Regional_economic_community,Min_Water_Access,Avg_Water_Access,Max_Water_Access
Not Classified,38.33,89.864108,100.0
UMA,66.67,88.233,100.0
SADC,50.33,75.813049,100.0
ECOWAS,53.33,70.789286,87.33


##  Summary

We now have a **summarised report** by the **Regional Economic Community (REC)**, showcasing the **minimum**, **average**, and **maximum** values of *managed drinking water services* for each region.

This analysis highlights how access to clean and safe drinking water varies across Africa’s major economic communities — **SADC**, **UMA**, and **ECOWAS** — as well as countries not yet classified under these groups.

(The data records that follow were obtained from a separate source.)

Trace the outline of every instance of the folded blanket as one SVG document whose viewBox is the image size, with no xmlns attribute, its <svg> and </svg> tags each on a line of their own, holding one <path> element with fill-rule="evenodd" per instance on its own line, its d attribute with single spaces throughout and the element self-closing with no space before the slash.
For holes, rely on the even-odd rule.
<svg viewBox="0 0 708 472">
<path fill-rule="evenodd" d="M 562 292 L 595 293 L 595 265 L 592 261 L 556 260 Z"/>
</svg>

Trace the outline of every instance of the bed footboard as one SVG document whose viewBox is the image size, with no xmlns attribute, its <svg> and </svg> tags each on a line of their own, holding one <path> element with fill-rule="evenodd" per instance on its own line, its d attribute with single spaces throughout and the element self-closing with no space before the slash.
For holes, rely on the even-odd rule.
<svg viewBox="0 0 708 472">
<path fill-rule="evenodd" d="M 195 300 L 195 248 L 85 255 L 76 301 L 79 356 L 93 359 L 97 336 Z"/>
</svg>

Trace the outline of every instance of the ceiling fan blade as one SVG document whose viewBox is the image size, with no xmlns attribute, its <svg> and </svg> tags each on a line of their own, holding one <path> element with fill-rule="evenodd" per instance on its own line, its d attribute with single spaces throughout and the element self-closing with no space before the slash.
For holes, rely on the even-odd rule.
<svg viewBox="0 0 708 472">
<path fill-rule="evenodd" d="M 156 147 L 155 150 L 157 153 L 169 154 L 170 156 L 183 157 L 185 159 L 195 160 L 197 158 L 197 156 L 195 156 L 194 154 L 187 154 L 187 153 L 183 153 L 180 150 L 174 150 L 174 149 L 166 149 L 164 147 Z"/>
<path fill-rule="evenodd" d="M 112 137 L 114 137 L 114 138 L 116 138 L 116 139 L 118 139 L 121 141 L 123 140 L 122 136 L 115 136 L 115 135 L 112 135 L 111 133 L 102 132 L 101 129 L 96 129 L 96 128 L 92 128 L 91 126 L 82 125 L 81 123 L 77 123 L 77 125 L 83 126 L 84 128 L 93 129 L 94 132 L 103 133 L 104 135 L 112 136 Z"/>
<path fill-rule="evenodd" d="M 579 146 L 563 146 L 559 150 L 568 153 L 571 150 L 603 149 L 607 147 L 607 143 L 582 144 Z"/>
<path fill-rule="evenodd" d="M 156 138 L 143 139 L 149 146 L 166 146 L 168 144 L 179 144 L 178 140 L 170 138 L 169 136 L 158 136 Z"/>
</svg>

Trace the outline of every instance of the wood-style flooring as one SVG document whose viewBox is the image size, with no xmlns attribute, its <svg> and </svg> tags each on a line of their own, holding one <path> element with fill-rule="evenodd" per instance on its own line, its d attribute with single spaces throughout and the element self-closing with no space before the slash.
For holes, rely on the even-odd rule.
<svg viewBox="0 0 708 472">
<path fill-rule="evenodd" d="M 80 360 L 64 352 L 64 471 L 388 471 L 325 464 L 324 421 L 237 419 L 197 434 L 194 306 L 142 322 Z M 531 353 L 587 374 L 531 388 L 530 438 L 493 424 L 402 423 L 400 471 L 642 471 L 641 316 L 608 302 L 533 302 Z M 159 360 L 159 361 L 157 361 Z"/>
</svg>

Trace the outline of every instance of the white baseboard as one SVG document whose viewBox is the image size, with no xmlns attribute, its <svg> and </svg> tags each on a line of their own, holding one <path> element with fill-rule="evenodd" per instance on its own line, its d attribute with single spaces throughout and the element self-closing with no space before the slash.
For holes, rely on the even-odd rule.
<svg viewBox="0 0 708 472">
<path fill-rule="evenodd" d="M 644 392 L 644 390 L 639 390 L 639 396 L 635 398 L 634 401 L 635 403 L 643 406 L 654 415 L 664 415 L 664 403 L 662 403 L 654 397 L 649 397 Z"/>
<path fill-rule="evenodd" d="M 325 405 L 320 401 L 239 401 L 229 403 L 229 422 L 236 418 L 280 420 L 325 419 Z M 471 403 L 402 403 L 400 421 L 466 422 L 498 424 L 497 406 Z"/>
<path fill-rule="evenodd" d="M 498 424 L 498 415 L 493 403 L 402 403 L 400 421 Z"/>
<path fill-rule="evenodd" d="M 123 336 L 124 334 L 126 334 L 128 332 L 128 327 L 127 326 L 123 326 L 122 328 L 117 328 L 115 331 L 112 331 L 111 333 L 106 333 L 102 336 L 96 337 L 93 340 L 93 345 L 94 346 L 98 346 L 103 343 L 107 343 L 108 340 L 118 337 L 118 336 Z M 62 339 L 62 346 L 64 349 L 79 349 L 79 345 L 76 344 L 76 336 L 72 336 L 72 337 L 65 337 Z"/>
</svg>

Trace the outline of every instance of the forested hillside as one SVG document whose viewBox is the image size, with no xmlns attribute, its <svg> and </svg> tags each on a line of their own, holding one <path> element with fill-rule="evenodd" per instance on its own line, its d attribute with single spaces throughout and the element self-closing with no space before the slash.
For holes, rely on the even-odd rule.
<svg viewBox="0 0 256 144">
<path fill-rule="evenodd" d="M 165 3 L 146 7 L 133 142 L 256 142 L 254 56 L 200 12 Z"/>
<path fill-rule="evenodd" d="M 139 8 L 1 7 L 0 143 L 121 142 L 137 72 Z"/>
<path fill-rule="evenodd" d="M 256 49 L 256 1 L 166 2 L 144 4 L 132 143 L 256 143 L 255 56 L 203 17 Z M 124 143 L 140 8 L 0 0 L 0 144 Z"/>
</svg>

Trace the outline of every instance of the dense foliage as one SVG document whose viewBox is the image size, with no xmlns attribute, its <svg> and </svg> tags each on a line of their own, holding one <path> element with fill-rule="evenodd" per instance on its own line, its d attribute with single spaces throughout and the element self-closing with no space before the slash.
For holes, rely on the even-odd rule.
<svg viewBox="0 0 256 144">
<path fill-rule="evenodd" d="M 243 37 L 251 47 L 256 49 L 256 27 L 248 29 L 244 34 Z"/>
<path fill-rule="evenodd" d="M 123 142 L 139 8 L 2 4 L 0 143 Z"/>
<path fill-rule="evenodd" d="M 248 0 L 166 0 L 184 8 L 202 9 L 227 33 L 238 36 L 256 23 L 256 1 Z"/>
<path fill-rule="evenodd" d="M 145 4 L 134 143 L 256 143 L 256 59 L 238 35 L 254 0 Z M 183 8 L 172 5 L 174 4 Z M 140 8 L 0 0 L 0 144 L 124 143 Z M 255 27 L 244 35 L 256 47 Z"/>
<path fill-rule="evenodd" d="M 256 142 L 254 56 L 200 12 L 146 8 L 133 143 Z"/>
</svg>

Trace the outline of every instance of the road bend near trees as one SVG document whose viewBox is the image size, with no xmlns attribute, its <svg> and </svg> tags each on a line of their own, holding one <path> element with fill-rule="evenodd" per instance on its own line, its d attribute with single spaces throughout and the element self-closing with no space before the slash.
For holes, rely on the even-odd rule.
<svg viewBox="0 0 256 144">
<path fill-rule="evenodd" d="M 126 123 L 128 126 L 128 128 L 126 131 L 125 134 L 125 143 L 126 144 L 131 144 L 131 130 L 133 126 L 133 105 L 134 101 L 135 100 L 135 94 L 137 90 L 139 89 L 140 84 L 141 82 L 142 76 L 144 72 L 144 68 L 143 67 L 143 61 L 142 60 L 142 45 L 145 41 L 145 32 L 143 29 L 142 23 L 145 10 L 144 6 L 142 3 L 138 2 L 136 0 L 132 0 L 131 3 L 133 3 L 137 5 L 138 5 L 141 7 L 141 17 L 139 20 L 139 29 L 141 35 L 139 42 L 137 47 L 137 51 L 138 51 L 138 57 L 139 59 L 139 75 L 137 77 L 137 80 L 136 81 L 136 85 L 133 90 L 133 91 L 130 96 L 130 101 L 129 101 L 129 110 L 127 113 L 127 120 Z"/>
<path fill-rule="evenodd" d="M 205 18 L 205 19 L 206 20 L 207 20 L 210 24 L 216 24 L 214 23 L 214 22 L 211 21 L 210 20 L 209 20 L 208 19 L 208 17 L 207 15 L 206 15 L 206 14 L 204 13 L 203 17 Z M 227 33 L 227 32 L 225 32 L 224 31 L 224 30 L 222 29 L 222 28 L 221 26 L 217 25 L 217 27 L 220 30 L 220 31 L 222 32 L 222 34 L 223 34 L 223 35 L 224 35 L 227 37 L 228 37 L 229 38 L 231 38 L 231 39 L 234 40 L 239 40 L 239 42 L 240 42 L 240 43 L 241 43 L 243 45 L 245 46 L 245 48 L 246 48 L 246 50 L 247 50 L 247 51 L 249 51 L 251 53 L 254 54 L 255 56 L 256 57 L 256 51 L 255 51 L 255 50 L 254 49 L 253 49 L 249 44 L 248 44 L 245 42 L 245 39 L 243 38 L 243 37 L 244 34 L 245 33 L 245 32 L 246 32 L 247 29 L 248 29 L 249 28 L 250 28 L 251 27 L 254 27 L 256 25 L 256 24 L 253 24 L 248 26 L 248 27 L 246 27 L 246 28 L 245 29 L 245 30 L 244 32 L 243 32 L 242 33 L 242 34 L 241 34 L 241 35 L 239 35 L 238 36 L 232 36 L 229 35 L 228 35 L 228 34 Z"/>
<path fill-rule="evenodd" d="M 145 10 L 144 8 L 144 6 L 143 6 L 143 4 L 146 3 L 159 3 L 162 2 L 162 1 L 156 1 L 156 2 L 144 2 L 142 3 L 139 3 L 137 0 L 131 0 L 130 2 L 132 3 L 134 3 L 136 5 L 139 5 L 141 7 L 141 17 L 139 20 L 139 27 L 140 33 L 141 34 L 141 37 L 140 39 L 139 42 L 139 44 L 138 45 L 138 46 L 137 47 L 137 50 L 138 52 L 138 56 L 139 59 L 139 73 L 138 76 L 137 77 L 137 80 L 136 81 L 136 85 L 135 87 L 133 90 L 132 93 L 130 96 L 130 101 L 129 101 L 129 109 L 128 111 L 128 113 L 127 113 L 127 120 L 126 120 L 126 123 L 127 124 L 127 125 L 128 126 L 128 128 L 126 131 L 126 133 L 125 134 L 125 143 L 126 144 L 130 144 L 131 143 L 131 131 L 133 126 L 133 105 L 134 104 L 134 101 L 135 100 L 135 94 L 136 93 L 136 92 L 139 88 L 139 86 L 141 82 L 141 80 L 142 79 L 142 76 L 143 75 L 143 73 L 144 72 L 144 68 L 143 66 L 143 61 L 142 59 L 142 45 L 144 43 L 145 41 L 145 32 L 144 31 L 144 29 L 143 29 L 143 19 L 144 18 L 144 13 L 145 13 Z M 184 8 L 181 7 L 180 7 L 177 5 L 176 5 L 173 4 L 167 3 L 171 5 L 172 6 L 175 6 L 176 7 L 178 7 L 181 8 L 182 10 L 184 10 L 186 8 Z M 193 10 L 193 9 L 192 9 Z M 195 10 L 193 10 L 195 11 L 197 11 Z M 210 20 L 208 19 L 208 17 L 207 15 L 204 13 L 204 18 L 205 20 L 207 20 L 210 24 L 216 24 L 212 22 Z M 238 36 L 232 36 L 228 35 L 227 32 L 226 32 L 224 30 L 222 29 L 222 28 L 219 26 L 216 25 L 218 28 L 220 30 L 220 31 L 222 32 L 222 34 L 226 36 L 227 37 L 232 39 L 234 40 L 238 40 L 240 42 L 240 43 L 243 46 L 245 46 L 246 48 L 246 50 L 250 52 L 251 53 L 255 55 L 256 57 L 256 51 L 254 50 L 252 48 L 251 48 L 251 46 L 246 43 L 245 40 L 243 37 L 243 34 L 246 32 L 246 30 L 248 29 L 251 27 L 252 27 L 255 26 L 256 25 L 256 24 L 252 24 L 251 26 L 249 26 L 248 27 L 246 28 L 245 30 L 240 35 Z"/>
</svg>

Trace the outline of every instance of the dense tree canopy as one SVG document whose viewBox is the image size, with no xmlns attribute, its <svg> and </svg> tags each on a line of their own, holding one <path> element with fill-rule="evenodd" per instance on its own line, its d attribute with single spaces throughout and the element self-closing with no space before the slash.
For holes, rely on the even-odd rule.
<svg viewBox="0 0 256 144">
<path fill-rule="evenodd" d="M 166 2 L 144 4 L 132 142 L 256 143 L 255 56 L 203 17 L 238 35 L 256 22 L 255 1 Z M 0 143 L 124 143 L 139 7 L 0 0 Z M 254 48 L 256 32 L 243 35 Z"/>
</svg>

By combining the `CASE` statement with `GROUP BY` and aggregate functions, we’ve learned how to:
- Categorize data dynamically based on conditions.
- Compute summary statistics for each category.
- Generate regional insights that can inform broader development discussions.

This skill is particularly valuable in **data analysis and policymaking**, where grouping and aggregation reveal trends that raw data alone cannot show.